Life on the Edge

Vivienne Chen, 3rd Place
12th Grade
Pleasanton

I live on the border, straddling the fence between two worlds. On one side, cheese-crusted burger bags gather with thrift store jeans, Dixie Chicks albums, and self- sewn skirts. On the other side, fine silk-collared dresses meet red paper envelopes, tapioca drinks and purple yam ice cream. On my kitchen shelf, ginger sits next to cheddar, and thin rice noodles rest alongside fettuccine, penne, and macaroni. I am what they call a “Twinkie,” “banana,” or “ABC.” I am American-Born Chinese.

I come from the world of first-generation Asian Americans, or rather, American Asians. I am a peculiar breed, a pariah to the mold of the traditional Chinese student. In the Post-Mao China that my parents left behind, a high-achieving child like me becomes a doctor, engineer, or computer programmer, not an author, activist, and humanitarian. They write algorithms, not poetry. They discuss Euclid or Stiglitz, not Kubrick and Kafka. They live in a world apart from mine, as the boundaries of my culture identity are constantly shifting, like plate tectonics below my feet.

I am a cultural Frankenstein, a girl without a color, a flag, an anthem. I campaign with gay rights activists in San Francisco and volunteer at elderly homes with Catholic nuns in Africa. I spend my weekends dancing with fake guns and swords, editing articles for the school paper, and testifying before a judge in Mock Trial.
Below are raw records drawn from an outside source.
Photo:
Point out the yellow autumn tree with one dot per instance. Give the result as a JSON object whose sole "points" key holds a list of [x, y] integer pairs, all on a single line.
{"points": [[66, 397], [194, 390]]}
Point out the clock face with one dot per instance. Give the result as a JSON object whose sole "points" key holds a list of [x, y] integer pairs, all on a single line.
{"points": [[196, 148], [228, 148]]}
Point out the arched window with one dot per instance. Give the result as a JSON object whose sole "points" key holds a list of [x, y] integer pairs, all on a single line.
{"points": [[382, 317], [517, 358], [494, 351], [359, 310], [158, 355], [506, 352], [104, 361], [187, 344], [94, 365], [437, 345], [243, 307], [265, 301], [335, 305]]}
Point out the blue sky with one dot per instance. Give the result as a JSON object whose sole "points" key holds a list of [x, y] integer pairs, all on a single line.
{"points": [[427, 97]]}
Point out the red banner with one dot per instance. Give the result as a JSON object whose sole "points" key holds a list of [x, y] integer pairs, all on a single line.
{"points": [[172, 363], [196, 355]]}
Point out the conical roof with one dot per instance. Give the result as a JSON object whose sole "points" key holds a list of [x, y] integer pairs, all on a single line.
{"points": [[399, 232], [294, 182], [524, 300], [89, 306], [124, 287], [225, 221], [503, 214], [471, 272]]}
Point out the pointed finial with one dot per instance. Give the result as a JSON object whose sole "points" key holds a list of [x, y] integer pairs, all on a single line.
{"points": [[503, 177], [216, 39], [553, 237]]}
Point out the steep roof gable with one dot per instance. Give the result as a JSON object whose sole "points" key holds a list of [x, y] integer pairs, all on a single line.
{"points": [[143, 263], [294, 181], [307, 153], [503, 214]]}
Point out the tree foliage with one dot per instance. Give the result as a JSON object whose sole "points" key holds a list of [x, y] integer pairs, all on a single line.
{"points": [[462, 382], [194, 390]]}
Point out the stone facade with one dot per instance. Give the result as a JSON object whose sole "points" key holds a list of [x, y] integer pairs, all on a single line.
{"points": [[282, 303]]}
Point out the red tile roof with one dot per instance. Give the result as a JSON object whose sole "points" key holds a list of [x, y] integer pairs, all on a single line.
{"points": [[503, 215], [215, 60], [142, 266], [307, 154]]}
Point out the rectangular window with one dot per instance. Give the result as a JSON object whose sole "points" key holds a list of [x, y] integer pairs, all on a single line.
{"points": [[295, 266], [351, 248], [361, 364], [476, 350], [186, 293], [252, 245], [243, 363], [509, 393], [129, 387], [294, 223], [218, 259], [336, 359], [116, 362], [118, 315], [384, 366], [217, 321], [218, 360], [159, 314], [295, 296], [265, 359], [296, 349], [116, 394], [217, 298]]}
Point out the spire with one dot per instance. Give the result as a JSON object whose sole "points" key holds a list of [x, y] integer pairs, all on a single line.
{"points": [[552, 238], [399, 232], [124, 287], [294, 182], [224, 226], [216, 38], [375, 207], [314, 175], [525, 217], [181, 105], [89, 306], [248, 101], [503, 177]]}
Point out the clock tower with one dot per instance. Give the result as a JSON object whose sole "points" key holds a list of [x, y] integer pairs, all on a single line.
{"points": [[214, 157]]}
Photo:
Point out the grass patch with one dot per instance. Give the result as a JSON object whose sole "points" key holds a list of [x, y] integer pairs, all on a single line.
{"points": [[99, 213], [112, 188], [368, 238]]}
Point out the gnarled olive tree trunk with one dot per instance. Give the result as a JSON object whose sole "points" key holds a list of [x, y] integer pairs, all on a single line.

These are my communities, coalitions based on interests and ideology, rather than race and ethnicity. My Chinese culture, with its expectations of studious academics, struggles to accommodate my passions and my personality. I am a girl struck by inspiration and wanderlust, but even though I do not know where I am going, I know where I come from.

I come from plastic tablecloths, tablecloths covered in old grease and spit bones. I come from a fridge full of pork rinds, bok-choy, and left-over stir fry. I come from the broken words of Mandarin spoken around the house, from a broken family, but not a broken heart. I come from correcting people on the phrase “gun hay fat choy” and perfecting the tongue of “Chinglish.”

Above all, I come from paper. This paper knows every inch of me. Paper, worn with age. Paper, tattooed with my emotions. Paper, filled with my thoughts and observations. I come from this paper, and its words come from me. My words are my building blocks, pieces of a frame that construct a bridge of insight and understanding between my Asia and my America.

By growing up as an American Asian, I have learned to see the world through two different lenses. I examine the consequences of the One Child Policy in China, the excesses of American consumerism, and the philosophies of Adam Smith or Lao Tzu with a natural comprehension. I walk the line between my two nations. I live on the edge of both worlds, bringing the best from each. I stand astride the border between book smart and street smart, between tradition and innovation, between collectivism and individualism—between my inner East and West.